The relatively new author, who has completed eight books in the past five years, noted she is not the only online author to be sought out by Simon & Schuster, a powerhouse New York publishing company.
Famous science fiction author Hugh Howey also caught the company’s attention after the successful online release of his “Wool” series.
“Now they are looking and seeing if there are (online) authors out there they want to publish,” she said.
Starting this summer, Simon & Schuster will begin releasing Munoz first book of three in her “Austen Takes the South” series written under the pen name of Mary Jane Hathaway and originally released online by Munoz in January 2013.
“Pride, Prejudice and Cheese Grits” is about a modern-day Jane Austen by the name of Shelby Rose, a Civil War historian on a college campus. Fate would have it that one of the heroine’s biggest critiques, also a Civil War historian, gets hired by the same college. What follows is conflict and romance with a good number of hurdles on the pages.
“You want things to go well for your friends,” Munoz said, noting a good romance novel is nothing like a good life. “If this is a character in your book you do not want everything to go well.”
What has gone well for Munoz is her growing readership in the series, which includes an unexpected following.
“I actually have a large male readership because of all the Civil War stuff. It’s odd. I will get grandpas writing me about Colt .44s,” she said.
Munoz is currently writing the third book in the series, all three of which will be printed and sold through Simon & Schuster starting June.
They aren’t her first books in print.
Munoz’ stared writing in 2009 when she was working at Penrose Library at Whitman College. It took her two years to finish her first book.
“Now I can finish one in four months,” she said. “But now I realized the output that you give everyday gets you closer to the ending. And I also realized revising the first chapter for six months wasn’t really getting me any closer.”
Her first book in print, “Season of Joy,” was published by Harlequin early 2012 under the pen name Virginia Carmichael. Her contract would include two other books in the series. “Season of Hope” was published November 2012. Her final book with Harlequin, “A Home for her Forever Family,” will be released this fall. The first two books sold about 75,000 copies each.
Munoz said she is grateful to have published with Harlequin, but added the company targets specific markets that didn’t always fit with books she wanted to write. And the company made it clear they had no interest in publishing her “Austen” series or other books that just didn’t fit.
Rather than hunt for another book publisher, Munoz decided to self publish online.
It turned out to be the right choice. Soon she was making more money on her “Austen” series than she was with Harlequin.
“Suddenly Harlequin was not looking so attractive,” she said.
Munoz said she would have continued to self publish online, but Simon & Schuster contacted her via her Facebook.
“Their editor, first she apologized for stalking me, then she asked if I was interested in talking to them,” Munoz said.
Munoz was interested, and about six weeks later she cut deal with the publisher.
As for her writing style, Munoz is very much a contemporary Christian romance author.

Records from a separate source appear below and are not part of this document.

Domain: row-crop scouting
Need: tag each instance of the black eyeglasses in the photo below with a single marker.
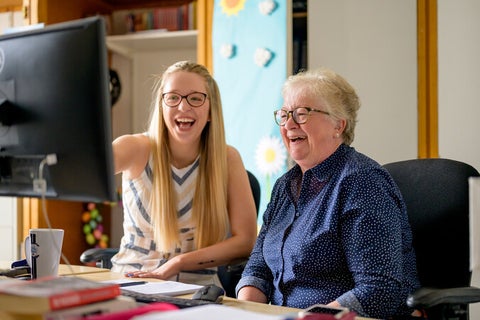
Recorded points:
(299, 115)
(194, 99)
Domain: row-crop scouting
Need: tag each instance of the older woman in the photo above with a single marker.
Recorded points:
(335, 231)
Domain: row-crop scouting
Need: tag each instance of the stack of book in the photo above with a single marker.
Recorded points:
(56, 298)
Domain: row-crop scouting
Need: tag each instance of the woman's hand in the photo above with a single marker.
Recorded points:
(251, 294)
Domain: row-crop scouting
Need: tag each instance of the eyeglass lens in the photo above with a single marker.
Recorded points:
(299, 115)
(194, 99)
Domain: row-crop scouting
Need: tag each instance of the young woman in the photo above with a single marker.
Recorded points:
(186, 195)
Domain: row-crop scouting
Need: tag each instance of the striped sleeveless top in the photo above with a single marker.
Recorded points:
(138, 248)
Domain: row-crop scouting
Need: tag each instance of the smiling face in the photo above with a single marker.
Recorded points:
(184, 122)
(312, 142)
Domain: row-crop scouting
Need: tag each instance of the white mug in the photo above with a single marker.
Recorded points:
(43, 249)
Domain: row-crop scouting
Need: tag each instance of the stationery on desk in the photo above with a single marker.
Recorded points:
(220, 312)
(167, 288)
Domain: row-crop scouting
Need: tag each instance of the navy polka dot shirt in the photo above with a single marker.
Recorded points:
(338, 232)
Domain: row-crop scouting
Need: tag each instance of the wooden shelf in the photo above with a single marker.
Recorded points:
(10, 5)
(152, 40)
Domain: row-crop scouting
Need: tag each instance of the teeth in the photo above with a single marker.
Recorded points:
(184, 120)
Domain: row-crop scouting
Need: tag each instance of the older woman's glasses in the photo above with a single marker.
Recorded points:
(299, 115)
(194, 99)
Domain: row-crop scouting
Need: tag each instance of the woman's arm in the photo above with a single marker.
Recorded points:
(243, 227)
(130, 154)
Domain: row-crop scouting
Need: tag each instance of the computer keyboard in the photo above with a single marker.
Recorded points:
(150, 298)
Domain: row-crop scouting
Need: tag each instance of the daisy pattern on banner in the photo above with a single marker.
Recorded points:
(270, 158)
(232, 7)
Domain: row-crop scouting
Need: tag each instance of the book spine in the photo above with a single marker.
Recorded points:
(82, 297)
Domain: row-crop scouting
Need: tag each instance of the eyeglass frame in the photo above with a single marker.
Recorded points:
(205, 96)
(291, 114)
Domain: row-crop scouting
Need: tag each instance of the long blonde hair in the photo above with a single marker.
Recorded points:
(209, 209)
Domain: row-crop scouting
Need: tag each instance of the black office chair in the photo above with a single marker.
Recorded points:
(229, 275)
(436, 194)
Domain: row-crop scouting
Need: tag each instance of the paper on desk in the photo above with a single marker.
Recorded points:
(210, 312)
(474, 207)
(168, 288)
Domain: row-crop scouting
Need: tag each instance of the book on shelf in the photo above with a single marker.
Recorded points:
(107, 307)
(52, 293)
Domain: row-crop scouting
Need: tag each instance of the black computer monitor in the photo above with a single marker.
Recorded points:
(55, 113)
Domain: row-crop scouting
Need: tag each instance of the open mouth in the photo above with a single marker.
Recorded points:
(296, 139)
(184, 123)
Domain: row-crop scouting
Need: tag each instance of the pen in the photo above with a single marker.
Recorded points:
(135, 283)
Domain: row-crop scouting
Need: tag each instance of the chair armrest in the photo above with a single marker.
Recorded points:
(101, 256)
(429, 297)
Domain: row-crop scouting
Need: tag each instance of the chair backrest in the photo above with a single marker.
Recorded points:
(436, 195)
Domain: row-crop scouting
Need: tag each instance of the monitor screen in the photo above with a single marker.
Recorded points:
(55, 127)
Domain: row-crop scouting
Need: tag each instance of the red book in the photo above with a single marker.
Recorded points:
(52, 293)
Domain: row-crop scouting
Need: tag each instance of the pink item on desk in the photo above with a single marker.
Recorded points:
(128, 314)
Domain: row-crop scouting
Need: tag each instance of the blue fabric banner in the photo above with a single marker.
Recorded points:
(250, 66)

But her characters face many struggles.
“A romance novel, generally you could describe it as a journey,” Munoz said. “The journey would be the couple becoming a couple at the end. What doesn’t work is to make your characters happy. That doesn’t work. You have to make them very unhappy, and that is hard.”
Munoz added that when she writes she makes sure there is a connection between the character and the diffusion of the plot.
“You should treat it like someone is trying to diffuse a bomb, in that you can’t make it easy for characters,” she said. “And they have to have something invested in it for them.”
As for sex scenes, Munoz said “there are 50 shades of romance novels” and hers are near the white end of the spectrum.
“Sweet and inspirational, not edgy or spicy,” Munoz described. “If something would happen it would be off the page and the characters would be married.”